Erhabenheit bekommt hier einen ganz anderen, bildhaft zu nehmenden Wortsinn. Denn nicht nur das eigene Automobil in Form einer unendlich lang erscheinenden Motorhaube, sondern die ganze Welt liegt dem Bentley-Fahrer zu Füßen.

Kultiviertes Gleiten mit sechs Zylindern im Bentley Cresta

Der Motor startet auf Knopfdruck und lässt sich nur durch ein dezentes Zischeln vernehmen. Bei 4.000/min leistet der 4,3 Liter große Sechszylinder bescheidene 137 PS, lässt aber dennoch erahnen, dass auch bereits mit niedrigen Drehzahlen knapp oberhalb des Leerlaufs die Alpen erobert werden können. Tatsächlich kann man mit der leichtgängigen Lenkradschaltung schon ab Schritttempo den zweiten Gang einlegen, in dem der Bentley auch Bergauf-Kehren mühelos absolviert. Die Lenkung arbeitet relativ präzise und mit stoischem Gleichmut. Sie macht mit typisch britischer Diskretion keine Aussagen über das vom Fahrer vorgegebene Kurventempo und überlässt dies lieber den quietschenden Reifen.

Auf längeren Geraden gefällt der Bentley durch sein ruhiges, sänftenartiges Dahingleiten mit erstaunlich geringen Windgeräuschen. Jetzt können wir uns hinter dem nach rechts versetzten Lenkrad (Vorgabe durch das altertümliche Bentley Mk VI-Chassis) etwas genauer umsehen und entdecken zum Beispiel einen runden Tachometer mit von oben nach unten verlaufender Kilometer-Skalierung. Das schlicht und modern gestaltete Interieur verzichtet fast ganz auf Chrom- und Holzzierrat. Es setzt den Akzent eindeutig auf moderne Fahrmaschine mit rein funktionalem Luxus wie elektrische Fensterheber.

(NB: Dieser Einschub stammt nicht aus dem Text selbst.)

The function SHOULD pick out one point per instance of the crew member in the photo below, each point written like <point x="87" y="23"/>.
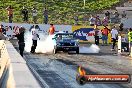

Dagobert Duck als Selbstfahrer hätte an diesem monumental auftretenden Straßenkreuzer seine Freude gehabt. Auch Immanuel Kant könnte sich begeistern, denn erhaben ist „das, mit welchem in Vergleichung alles andere klein ist“. Und das waren nach dem Krieg die normalen Personenwagen in Europa allemal.

Auslieferung in die USA

Unser dunkelgrünes Cresta-Coupé wurde damals nach Washington geliefert, wechselte dann zu einem Besitzer in Palm Beach/Florida. Im Jahr 1990 kam es nach Europa zurück, war jedoch in einem sehr schlechten Zustand, der eine Grundrestaurierung erforderte, die in England durch Wildae Restaurations LTD ausgeführt wurde. Vor allem die Aufarbeitung der über ein Stahlskelett gespannten Alu-Karosserie erforderte einen extrem hohen Arbeitsaufwand, bis die großflächige Karosserie wieder im neuwertigen, dellenfreien Originalzustand erstrahlte.
 
Bei der 4. Bensberg Classics, die vom 7. bis 9. September 2012 in Bergisch Gladbach stattfanden, wurde der Bentley MK VI Cresta Sieger in der Kategorie "Raritäten in Kleinserie".